Perrin v. Stuyvesant Ins.

74 So. 110, 140 La. 812, 1917 La. LEXIS 1441
CourtSupreme Court of Louisiana
DecidedJanuary 15, 1917
DocketNo. 20748
StatusPublished
Cited by7 cases

This text of 74 So. 110 (Perrin v. Stuyvesant Ins.) is published on Counsel Stack Legal Research, covering Supreme Court of Louisiana primary law. Counsel Stack provides free access to over 12 million legal documents including statutes, case law, regulations, and constitutions.

Bluebook
Perrin v. Stuyvesant Ins., 74 So. 110, 140 La. 812, 1917 La. LEXIS 1441 (La. 1917).

Opinion

PROVOSTY, J.

[1, 2] This is a suit upon a fire insurance policy, and the defenses are, among others, that, by an express stipulation, the policy was to remain in force “only while” the house insured “was occupied by tenant as a dwelling,” and that it was not so occupied at the time of the fire, nor for some days previously but was vacant, and, moreover, had not, when occupied, been used as a dwelling but as a boarding house or hotel; and again, that, by another express stipulation, the policy should be void “if the interest of the insured be other than unconditional and sole ownership”; and that at the time of the issuance of the policy, and for some time thereafter, the title stood in the state of Louisiana by virtue of a tax sale.
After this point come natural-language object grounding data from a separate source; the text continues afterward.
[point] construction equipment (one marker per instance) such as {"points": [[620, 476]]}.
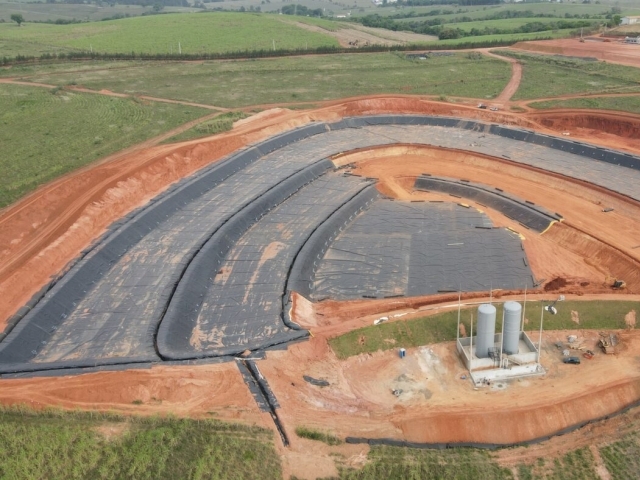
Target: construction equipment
{"points": [[607, 342], [615, 283], [619, 284]]}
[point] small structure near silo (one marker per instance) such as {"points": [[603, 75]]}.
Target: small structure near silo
{"points": [[492, 356], [485, 339]]}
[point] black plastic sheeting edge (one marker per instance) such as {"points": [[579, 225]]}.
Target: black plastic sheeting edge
{"points": [[303, 271], [256, 151], [432, 183], [489, 446], [265, 394], [300, 258], [583, 149], [121, 237], [181, 316]]}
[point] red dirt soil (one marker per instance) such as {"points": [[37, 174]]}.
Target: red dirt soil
{"points": [[613, 52], [41, 233], [47, 229]]}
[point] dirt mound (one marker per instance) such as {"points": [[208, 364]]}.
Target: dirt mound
{"points": [[555, 284], [626, 126], [610, 261]]}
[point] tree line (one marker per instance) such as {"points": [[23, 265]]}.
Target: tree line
{"points": [[246, 54]]}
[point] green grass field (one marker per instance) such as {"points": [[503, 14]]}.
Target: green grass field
{"points": [[41, 12], [410, 464], [46, 134], [442, 327], [550, 76], [624, 104], [192, 33], [622, 458], [575, 465], [242, 83], [56, 445]]}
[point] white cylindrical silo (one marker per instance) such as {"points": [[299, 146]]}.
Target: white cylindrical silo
{"points": [[512, 317], [486, 330]]}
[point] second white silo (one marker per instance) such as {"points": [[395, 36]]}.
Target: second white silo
{"points": [[486, 330], [512, 317]]}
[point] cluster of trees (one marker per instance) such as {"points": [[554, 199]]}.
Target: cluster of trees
{"points": [[301, 10], [436, 27], [245, 54], [417, 3]]}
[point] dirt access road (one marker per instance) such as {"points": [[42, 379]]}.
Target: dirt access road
{"points": [[65, 216], [611, 51]]}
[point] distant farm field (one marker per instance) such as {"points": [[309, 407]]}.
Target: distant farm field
{"points": [[242, 83], [502, 24], [46, 134], [624, 104], [188, 33], [545, 76], [482, 11]]}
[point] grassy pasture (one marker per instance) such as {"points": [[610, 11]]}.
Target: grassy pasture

There is no denying that the tenant took in boarders, both permanent and transient; but it is said that the same thing was done in all the houses of the village, there being no hotel. Be that as it may, the facts on the other grounds of defense are undisputed, and are fatal to plaintiff’s suit under well-settled law. These grounds of avoiding the contract appear narrow, but they are, all the same, perfectly solid. In Jones & Pickett v. Insurance Co., 132 La. 847, 61 South. 846, the ground was that foreclosure proceedings had been instituted against the property since the issuance of the policy; and this was held fatal, although the foreclosure proceedings had been discontinued before the fire, and therefore had in no wise contributed to the fire. See, in the some sense, D’Aigle v. Insurance Co., 136 La. 777, 67 South. 827; Imperial Fire Ins. Co. v. Coos County, 151 U. S. 452, 14 Sup. Ct. 379, 38 L. Ed. 231; N. Y. L. Ins. Co. v. Murtagh, 137 La. 762, 69 South. 165. In a word, the insurance contract has to be enforced as written. The tax sale to the state was subject to redemption, but it did not for that reason any the less convey the title; the title none the less stood in the state so long as the redemption had not taken place. Baker v. Smith, 44 La. Ann. 925, 11 South. 585. See brief of counsel, in this. Baker v. Smith Case, No. 9 of syllabus.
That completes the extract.